Para eu poder começar a falar (ou escrever) desse rapaz, preciso primeiro, contar-lhes a história dos seus pais, e de como eles se conheceram. Seu pai era considerado o “cara maneiro” daquela época, podia não ser o mais cogitado em relação à beleza, mas sua simpatia e suas habilidades em qualquer esporte o fizeram ter uma reputação invejável, o bastante pra, em pouco tempo, ter todas as menininhas querendo o conhecer, ou estar simplesmente perto dele. Ele era de família rica, o pai era ferroviário, a mãe costureira renomada na cidade, por isso sempre teve tudo o que sempre quis, ele virou um garoto mimado, pois acredito que ninguém nasce mimado, a educação é muito influente nesse ponto, sabem como é, alguns de vocês, leitores, já conheceram ou conhecem alguém assim.
Em uma noite, num acampamento, que eu consideraria hippie, porém, sem drogas ilícitas é claro, esse papai mimado conheceu uma moça que lhe fez acreditar em algo diferente, essa garota era linda, uma “Morenaça”, sempre com um sorriso estampado no rosto e um corpo que invejaria a Ivete Sangalo hoje em dia, essa garota seria, futuramente, a mamãe desse rapaz que irei contar a historia posteriormente. Os dois sentiram a mesma coisa, e eu não estava lá, mas, acredito que na cabeça deles passava o mesmo pensamento: “Ele (a) é muita areia pro meu caminhãozinho.”. A morenaça vinha de uma família muito humilde, de oito irmãos, criados pelo pai e a madrasta, pois a mãe biológica os deixou quando todos tinham de sete a doze anos de idade, desde então foi uma batalha para aquela família, virou um círculo de sustentação, tudo o que ganhavam era apenas pra sobrevivência, nada de carro novo, casa nova, geladeira nova, só compravam coisas novas quando realmente necessitavam. O acampamento era uma válvula de escape, aonde todos iam para aliviar a tensão de mais uma semana batalhadora.

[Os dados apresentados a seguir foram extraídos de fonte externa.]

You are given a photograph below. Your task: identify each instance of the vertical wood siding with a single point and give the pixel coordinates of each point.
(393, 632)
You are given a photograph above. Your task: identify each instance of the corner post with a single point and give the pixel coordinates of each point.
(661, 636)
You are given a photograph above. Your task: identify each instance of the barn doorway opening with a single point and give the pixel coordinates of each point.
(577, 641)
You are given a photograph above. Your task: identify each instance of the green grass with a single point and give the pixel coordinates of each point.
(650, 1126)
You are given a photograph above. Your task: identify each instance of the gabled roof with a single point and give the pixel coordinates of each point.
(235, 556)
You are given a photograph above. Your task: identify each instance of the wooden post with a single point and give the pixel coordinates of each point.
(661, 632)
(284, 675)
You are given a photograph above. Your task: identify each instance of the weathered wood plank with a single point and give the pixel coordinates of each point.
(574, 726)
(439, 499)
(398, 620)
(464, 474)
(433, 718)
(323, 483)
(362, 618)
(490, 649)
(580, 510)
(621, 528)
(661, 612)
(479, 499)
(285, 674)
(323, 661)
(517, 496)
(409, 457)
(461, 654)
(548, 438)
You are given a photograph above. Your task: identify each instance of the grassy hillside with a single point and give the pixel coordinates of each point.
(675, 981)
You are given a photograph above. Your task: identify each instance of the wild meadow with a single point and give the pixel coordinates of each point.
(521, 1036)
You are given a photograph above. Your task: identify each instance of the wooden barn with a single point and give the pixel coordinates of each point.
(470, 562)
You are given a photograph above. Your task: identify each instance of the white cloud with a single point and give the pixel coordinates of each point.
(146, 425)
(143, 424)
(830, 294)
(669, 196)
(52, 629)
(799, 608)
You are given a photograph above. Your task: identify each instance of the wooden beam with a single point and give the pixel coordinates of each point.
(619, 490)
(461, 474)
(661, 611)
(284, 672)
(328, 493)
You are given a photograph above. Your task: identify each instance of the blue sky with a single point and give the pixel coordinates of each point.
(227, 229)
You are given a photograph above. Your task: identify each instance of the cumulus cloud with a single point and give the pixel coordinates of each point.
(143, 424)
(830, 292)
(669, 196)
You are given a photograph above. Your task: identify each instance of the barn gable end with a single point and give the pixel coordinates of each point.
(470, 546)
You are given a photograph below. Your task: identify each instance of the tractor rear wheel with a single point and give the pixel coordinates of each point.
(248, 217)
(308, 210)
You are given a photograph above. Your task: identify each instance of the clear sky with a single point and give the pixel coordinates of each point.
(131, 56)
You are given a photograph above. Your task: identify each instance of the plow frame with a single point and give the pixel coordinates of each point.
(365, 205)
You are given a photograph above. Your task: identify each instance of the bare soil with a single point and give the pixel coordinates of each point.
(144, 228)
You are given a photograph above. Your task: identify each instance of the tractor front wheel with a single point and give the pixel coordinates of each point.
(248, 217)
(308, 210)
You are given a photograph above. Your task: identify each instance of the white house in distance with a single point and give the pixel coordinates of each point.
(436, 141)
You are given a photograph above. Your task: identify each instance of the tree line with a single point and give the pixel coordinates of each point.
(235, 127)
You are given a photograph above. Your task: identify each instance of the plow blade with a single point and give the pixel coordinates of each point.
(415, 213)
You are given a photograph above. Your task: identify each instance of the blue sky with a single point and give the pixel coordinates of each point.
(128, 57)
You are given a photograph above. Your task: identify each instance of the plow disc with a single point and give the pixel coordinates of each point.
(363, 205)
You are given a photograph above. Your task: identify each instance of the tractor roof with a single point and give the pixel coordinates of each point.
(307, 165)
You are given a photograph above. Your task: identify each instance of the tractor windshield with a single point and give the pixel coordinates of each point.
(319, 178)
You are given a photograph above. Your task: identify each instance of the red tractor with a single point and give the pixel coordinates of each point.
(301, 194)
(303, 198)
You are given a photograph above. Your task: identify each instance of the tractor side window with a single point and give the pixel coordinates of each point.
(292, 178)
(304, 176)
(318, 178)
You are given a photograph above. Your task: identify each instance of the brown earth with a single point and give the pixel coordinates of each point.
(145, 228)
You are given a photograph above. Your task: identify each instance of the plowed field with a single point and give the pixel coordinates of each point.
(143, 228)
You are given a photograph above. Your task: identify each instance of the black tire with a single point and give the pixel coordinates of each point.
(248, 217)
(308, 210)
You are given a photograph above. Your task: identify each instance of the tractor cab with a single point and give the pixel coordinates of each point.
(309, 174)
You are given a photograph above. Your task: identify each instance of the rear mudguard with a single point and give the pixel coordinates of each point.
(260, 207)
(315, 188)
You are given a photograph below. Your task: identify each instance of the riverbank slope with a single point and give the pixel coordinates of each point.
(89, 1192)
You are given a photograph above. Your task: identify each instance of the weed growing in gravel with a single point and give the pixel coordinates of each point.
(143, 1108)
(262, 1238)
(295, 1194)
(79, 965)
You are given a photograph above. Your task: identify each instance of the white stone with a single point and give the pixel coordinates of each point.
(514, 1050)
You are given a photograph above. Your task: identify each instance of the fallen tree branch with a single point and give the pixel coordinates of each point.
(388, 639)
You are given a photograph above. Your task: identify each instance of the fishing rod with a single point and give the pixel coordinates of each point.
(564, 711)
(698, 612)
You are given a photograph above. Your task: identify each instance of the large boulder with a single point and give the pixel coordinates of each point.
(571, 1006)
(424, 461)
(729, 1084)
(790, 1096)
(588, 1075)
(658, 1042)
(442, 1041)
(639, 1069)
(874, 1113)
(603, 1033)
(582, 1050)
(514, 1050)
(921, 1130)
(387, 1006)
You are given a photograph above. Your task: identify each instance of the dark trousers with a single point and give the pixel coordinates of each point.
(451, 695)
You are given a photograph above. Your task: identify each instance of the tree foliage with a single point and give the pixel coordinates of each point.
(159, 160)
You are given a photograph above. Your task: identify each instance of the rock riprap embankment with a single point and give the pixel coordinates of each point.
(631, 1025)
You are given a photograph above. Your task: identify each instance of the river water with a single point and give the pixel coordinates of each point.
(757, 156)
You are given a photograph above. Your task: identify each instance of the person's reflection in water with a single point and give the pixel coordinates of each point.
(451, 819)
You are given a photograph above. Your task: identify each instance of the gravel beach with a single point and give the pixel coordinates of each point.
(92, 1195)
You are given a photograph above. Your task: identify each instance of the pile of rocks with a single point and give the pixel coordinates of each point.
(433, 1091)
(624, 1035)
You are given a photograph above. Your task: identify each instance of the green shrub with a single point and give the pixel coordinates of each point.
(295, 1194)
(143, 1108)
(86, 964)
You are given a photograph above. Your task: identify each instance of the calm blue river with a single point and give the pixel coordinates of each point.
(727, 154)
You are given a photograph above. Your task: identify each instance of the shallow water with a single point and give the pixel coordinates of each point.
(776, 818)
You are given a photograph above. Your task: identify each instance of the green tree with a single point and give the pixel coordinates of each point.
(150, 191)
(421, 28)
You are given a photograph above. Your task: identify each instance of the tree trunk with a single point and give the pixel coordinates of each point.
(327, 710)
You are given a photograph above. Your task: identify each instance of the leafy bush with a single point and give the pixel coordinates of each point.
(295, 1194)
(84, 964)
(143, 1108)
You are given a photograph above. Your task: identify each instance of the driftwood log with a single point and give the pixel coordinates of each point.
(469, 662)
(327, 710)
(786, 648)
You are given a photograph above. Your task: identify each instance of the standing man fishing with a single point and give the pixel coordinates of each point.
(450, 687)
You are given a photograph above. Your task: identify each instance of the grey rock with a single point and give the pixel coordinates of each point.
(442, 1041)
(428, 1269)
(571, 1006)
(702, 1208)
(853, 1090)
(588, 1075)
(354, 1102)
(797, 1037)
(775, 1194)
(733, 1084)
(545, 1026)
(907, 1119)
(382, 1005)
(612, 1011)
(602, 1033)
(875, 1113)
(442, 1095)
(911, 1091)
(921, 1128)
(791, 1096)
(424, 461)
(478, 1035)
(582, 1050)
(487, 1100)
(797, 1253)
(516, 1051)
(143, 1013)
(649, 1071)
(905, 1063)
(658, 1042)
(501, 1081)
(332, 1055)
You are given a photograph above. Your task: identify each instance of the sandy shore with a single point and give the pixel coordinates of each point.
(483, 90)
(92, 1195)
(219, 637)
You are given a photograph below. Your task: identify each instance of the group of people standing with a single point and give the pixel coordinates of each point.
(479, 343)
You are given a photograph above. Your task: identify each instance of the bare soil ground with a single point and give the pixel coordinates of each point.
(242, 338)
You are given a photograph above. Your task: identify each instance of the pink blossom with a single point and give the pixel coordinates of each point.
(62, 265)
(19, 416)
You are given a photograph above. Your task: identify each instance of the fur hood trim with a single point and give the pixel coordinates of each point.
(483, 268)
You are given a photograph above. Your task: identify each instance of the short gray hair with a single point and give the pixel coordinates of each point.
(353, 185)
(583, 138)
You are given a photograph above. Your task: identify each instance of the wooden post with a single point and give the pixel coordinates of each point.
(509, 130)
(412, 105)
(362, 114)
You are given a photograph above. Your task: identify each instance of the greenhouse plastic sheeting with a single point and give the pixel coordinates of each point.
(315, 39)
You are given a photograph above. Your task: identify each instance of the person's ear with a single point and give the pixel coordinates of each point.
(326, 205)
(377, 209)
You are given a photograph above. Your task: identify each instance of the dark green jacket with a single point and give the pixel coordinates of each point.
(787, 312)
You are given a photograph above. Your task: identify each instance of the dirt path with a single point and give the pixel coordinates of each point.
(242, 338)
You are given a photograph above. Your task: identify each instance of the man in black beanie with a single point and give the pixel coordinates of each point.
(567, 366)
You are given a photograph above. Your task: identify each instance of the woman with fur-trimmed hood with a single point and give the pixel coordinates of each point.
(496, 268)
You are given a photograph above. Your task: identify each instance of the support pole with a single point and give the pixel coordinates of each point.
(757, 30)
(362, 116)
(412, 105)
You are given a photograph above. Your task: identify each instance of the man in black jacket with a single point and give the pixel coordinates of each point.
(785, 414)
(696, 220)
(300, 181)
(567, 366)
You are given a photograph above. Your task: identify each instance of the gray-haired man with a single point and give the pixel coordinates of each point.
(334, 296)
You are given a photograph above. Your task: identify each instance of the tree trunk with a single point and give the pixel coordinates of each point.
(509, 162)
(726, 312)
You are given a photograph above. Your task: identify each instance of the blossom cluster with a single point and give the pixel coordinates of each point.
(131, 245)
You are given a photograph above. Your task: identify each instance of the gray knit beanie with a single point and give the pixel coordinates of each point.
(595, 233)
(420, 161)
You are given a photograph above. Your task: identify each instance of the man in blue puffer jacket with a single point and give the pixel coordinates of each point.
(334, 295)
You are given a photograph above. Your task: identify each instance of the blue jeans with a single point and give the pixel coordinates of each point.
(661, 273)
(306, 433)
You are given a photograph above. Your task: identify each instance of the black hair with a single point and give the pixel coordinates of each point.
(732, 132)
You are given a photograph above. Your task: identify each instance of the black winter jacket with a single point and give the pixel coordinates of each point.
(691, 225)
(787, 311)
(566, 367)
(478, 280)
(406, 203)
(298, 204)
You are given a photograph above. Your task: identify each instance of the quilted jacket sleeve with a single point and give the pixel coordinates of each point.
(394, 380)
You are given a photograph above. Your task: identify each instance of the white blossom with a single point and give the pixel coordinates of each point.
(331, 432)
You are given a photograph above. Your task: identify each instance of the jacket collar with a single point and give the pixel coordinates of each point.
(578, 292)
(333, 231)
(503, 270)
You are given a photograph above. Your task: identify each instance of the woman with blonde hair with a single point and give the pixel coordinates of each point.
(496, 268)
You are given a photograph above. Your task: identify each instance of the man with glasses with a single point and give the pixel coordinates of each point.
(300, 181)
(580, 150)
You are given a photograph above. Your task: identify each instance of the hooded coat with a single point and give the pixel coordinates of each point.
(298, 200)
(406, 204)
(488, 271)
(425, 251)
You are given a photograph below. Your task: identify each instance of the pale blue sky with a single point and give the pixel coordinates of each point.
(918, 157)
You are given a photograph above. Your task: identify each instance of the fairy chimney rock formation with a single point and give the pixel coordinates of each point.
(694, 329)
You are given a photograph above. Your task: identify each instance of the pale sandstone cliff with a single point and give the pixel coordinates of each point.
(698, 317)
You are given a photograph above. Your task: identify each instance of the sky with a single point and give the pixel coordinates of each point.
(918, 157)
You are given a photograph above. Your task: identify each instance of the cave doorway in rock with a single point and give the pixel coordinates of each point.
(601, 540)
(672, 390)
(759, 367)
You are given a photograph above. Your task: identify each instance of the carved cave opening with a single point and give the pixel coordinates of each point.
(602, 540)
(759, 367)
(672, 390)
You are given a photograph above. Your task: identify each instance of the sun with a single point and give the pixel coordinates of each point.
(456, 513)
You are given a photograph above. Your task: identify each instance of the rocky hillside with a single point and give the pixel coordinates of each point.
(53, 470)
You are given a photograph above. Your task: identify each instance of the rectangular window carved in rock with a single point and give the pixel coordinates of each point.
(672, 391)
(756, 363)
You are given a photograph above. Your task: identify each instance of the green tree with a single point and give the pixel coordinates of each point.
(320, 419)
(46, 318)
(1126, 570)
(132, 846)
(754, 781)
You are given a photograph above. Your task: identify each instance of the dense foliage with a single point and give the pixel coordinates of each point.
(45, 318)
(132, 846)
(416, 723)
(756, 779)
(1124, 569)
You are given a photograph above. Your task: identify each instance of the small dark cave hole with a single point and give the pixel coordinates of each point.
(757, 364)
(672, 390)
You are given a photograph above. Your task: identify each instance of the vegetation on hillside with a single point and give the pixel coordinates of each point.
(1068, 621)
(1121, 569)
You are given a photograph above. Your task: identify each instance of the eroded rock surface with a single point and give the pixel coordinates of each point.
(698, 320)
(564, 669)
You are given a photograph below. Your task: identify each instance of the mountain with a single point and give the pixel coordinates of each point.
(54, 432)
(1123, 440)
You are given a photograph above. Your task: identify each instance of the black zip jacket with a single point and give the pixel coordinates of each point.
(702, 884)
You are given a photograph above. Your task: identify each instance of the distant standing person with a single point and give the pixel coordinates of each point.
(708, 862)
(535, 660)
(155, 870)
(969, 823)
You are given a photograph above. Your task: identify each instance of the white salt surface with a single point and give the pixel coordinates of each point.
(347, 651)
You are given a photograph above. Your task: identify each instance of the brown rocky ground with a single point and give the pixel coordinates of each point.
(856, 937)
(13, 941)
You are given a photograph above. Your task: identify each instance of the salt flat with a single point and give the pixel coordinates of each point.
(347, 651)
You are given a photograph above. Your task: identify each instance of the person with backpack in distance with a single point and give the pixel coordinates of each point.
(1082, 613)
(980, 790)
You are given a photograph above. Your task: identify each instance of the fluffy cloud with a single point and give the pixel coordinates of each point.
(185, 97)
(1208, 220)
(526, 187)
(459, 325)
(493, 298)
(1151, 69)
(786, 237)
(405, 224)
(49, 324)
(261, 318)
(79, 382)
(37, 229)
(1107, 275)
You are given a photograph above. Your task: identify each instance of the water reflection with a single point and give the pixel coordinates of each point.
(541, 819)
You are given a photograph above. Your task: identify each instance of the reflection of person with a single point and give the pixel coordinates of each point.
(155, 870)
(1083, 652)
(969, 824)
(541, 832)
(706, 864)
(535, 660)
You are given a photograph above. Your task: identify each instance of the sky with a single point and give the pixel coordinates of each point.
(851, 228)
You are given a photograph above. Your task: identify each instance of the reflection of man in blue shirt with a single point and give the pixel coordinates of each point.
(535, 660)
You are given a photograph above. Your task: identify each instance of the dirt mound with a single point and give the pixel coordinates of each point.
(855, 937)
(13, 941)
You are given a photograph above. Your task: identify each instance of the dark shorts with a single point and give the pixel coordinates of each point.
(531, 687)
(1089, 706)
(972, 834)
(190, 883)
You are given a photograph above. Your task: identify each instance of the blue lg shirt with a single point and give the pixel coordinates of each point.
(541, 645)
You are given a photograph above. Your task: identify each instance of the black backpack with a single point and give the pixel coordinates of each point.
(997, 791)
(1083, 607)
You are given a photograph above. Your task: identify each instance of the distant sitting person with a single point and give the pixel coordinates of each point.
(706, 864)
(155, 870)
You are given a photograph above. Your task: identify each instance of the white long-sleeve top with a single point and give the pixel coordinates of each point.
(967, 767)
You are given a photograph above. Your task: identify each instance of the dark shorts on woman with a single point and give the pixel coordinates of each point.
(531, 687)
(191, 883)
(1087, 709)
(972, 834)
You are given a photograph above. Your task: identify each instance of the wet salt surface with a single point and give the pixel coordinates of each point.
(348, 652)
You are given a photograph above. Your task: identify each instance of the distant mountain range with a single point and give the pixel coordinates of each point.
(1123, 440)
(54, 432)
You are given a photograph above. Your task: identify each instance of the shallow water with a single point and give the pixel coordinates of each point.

O Papai gostava muito de tocar violão (tanto que hoje em dia é músico renomado na cidade e região onde mora), e nesse acampamento, enquanto ele ficava tocando seu violão para animar a noite, sua futura mulher estava “só de bico” no cara que todas as menininhas do acampamento estavam tentando “tirar uma lasquinha”, e resumindo ao ápice da historia eles terminaram juntos e decidiram batalhar juntos para uma vida diferente e melhor, decidiram casar. Tiveram um casamento simples, nada de anúncios enormes em jornais ou estações de rádio. Ambos trabalhavam como funcionários em firmas grandes, ganhavam mais que salários mínimos, assim conseguiam manter-se bem e ainda adquirir coisas novas, no entanto, como nada é perfeito, depois de um tempo, o papai começou a ter ataques de ciúmes com a sua companheira, o que a levou a sair do emprego, enquanto ele saía também de seu emprego para montar um grupo musical, pois ele sempre detestou ter que trabalhar como um “escravo”, como ele mesmo dizia. Aos poucos a família foi desestruturando-se, e quando não podia piorar, a mamãe ficou grávida, e deu a luz no ano de 1988 para esse rapaz que chegou de intruso na vida dos dois. As coisas começaram a piorar, e o dinheiro não era mais suficiente para sustentar-se, pois a mãe não trabalhava mais e o pai estava recém iniciando os negócios como Músico, assim os dois foram obrigados a se mudar para a casa da mãe do pai (no caso, a vovó do rapaz), ficaram ali por pouco tempo até conseguirem, por contatos do pai um trabalho como ecônomos num clube de festas, dessa forma eles teriam uma nova casa sem aluguel e noites de festas para o papai mostrar o seu trabalho. Depois de toda essa confusão financeira, e essa falta de “planejamento vivencial” (o que durou cinco anos), o destino os trouxe mais uma surpresa, o rapaz ganhara uma irmãzinha, as coisas complicaram.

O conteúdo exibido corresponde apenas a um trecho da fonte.